But the state’s highest court struck down the law this week by a 3-2 vote. The court contended that the law violated a provision in the state’s constitution, which, like the U.S. Constitution, does not state or imply a right to privacy to kill unborn babies.

The court held (PDF) that “the decision to terminate a pregnancy rests upon the utmost personal and private considerations imaginable, and implicates a woman’s right to privacy. While this right is not absolute, and must be balanced against the State’s interest in protecting unborn life, this Act, which severely limits—and in many instances completely forecloses—abortion, is an unreasonable restriction upon a woman’s right to privacy and is therefore unconstitutional.”

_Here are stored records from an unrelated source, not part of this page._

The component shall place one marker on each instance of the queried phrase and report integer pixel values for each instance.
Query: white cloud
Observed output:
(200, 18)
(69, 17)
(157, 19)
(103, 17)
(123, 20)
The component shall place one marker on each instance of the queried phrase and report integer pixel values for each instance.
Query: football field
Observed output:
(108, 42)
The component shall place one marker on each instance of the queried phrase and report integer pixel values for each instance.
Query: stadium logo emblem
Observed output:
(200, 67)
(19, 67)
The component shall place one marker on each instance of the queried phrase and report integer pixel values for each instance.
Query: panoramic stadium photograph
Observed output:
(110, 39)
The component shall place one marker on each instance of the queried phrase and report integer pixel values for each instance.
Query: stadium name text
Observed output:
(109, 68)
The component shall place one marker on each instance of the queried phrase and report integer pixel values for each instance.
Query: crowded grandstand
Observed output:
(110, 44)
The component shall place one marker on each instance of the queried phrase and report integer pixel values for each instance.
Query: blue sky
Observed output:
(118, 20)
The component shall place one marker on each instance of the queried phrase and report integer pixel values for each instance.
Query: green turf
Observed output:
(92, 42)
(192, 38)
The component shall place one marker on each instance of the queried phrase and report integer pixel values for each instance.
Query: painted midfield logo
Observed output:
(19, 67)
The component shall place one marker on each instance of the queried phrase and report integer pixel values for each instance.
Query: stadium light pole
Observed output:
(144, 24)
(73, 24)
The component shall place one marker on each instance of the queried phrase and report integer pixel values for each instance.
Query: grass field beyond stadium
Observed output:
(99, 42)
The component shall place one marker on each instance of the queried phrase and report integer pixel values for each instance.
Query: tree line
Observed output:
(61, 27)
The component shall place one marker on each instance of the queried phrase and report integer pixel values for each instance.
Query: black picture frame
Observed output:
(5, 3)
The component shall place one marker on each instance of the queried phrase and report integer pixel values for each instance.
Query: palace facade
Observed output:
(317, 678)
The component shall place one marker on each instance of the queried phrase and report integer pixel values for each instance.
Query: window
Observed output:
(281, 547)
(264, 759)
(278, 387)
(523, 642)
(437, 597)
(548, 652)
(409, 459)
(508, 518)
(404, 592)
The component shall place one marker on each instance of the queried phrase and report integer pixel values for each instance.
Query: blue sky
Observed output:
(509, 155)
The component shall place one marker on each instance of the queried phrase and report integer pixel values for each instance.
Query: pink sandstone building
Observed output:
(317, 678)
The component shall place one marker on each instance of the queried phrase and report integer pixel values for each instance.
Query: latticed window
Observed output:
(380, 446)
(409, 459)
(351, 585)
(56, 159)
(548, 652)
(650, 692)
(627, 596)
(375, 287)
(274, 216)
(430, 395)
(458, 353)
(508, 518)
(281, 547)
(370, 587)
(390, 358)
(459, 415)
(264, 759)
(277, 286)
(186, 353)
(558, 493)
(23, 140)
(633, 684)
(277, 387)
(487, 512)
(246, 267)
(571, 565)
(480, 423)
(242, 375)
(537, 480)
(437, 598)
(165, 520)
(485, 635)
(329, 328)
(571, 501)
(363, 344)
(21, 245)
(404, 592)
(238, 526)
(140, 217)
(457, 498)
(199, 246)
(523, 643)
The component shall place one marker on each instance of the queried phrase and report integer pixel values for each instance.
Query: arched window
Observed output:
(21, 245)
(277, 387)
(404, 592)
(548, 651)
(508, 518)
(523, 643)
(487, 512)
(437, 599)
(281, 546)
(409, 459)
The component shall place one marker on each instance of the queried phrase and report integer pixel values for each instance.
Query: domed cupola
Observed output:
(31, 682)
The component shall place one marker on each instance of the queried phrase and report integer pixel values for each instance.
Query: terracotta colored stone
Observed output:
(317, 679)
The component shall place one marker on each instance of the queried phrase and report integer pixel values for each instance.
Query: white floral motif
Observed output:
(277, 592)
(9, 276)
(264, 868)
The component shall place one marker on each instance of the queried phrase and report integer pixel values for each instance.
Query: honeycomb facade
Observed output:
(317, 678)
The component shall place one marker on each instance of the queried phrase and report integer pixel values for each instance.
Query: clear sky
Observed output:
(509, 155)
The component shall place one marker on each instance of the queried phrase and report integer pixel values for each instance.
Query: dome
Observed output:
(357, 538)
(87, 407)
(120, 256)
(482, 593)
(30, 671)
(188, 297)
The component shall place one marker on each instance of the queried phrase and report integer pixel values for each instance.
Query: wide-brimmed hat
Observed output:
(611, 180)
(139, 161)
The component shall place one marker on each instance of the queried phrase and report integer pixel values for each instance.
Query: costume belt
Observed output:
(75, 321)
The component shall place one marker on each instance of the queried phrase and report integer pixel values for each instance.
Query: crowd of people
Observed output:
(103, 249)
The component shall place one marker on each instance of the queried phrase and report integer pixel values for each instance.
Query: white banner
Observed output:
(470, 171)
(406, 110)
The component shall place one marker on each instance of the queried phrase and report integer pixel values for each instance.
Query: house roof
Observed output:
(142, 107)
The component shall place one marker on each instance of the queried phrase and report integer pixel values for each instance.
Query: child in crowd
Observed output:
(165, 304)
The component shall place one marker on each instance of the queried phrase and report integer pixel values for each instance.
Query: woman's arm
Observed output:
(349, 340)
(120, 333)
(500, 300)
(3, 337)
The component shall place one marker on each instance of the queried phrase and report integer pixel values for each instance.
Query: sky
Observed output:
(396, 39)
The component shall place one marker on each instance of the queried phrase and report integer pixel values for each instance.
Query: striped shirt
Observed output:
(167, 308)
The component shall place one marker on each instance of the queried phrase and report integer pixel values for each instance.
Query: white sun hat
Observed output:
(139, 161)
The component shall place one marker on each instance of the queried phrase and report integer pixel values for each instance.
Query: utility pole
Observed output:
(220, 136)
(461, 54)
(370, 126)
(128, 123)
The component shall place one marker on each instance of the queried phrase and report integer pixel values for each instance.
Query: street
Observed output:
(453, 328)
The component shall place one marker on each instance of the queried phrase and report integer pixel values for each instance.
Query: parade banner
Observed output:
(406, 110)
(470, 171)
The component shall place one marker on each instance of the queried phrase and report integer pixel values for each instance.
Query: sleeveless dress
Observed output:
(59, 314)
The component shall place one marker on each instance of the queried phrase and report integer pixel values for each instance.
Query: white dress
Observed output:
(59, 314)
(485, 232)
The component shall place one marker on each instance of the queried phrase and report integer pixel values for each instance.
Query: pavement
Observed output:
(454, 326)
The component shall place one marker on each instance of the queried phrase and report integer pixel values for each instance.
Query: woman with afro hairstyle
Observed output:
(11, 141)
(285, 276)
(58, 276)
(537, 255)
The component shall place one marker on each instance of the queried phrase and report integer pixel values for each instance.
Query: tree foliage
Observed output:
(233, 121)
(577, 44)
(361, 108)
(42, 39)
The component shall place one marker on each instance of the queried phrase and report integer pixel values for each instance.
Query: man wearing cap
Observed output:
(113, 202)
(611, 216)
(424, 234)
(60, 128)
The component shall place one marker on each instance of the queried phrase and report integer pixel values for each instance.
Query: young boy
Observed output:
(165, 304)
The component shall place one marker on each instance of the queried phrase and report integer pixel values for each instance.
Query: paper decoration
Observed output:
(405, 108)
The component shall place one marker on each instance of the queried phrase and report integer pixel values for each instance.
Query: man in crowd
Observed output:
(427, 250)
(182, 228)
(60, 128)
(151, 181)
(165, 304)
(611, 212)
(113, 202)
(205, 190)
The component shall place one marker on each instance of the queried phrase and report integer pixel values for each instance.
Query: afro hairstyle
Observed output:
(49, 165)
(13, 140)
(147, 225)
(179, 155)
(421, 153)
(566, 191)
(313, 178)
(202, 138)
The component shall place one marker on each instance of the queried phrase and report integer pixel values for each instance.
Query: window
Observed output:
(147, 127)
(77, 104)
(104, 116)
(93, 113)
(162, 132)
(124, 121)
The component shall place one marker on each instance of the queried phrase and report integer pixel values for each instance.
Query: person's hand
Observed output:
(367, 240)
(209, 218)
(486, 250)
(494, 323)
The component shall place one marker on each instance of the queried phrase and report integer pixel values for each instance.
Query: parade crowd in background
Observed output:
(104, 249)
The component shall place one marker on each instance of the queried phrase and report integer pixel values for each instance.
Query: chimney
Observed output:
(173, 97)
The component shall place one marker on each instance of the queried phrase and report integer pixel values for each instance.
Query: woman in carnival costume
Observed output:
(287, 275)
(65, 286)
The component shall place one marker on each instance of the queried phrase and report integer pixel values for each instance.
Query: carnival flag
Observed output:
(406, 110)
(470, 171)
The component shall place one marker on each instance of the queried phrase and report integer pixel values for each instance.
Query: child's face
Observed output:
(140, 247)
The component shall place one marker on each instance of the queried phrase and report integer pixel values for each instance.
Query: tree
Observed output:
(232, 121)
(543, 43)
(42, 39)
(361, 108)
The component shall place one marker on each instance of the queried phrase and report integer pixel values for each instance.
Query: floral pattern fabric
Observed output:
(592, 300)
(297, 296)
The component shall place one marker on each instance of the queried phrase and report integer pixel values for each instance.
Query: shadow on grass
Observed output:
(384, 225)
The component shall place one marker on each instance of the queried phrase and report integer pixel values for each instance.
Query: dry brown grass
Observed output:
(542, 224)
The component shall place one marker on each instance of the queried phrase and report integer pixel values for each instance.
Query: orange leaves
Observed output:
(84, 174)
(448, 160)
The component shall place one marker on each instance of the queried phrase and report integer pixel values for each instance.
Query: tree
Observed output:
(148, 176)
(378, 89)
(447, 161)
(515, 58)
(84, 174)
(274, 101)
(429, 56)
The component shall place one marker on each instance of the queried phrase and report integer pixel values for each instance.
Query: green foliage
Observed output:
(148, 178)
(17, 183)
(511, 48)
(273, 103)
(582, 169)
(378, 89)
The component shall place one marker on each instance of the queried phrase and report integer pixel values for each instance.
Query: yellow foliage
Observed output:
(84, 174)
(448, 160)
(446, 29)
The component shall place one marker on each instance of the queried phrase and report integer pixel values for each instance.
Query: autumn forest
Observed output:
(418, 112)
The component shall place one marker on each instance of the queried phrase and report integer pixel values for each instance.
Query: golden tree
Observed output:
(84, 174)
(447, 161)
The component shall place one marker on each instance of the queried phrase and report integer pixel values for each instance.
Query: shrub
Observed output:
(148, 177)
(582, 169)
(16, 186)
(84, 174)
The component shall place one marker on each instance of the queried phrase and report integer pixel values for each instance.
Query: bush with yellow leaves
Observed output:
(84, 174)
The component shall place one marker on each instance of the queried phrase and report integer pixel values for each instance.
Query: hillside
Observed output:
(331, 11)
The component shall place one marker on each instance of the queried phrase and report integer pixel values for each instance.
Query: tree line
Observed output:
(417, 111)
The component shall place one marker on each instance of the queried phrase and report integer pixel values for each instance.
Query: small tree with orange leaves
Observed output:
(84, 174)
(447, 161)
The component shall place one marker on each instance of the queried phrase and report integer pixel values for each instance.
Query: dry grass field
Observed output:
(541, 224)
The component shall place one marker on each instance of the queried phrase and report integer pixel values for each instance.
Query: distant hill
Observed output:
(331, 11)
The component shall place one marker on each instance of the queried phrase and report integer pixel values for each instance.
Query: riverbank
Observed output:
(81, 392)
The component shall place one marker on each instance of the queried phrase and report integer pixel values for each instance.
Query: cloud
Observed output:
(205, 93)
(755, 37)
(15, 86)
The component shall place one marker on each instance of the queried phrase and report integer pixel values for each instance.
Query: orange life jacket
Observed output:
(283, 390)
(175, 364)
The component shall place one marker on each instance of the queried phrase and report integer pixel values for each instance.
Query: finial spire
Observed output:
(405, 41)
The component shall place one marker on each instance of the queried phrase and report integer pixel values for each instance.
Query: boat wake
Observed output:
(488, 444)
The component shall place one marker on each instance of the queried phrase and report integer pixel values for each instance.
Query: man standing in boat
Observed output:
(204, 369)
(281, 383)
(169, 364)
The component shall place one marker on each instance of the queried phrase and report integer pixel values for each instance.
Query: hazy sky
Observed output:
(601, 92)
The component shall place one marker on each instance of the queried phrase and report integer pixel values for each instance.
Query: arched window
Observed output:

The court cited this provision in the South Carolina constitution:

The right of the people to be secure in their persons, houses, papers, and effects against unreasonable searches and seizures and unreasonable invasions of privacy shall not be violated.

That’s similar to the federal Constitution’s Fourth Amendment. Three justices on the South Carolina Supreme Court actually believe that the right to privacy against unreasonable searches and seizures also protects a woman’s right to kill her unborn child. The state’s founding document doesn’t even imply that a “right to privacy” includes terminating pregnancies.

The court admits that such an implication doesn’t exist but nevertheless determined that the law, “which severely restricts and, in many cases, prohibits a woman’s decision to terminate a pregnancy” constitutes an “unreasonable invasion of privacy.”

In his dissenting opinion, Justice John W. Kittredge said he interprets the ambiguous phrase “unreasonable invasions of privacy” in the manner “in which its constitutional framers intended it to be read.”

Justice George C. James Jr., the other dissenting judge, made the point that the state constitution’s framers “did not intend to create a full panoply of privacy rights, much less the right to bodily autonomy or the right to have an abortion. Our right under article I, section 10 to be free from ‘unreasonable invasions of privacy’ provides citizens with heightened Fourth Amendment protections, especially protection from law enforcement searches and seizures of communications and information through improper use of electronic devices.”

No framer of any founding document federal or state ever intended  “privacy” to mean “killing unborn babies.”

The people’s will is overturned.

“South Carolinians made their will clear when the legislature passed and Governor McMaster signed this compassionate law that would save more than 4,000 lives a year,” SBA Pro-Life America President Marjorie Dannenfelser said. “In the Dobbs era, when the people finally have a voice on this issue again after 50 years, we will not stop fighting alongside our local allies to protect as many unborn children and mothers as possible.”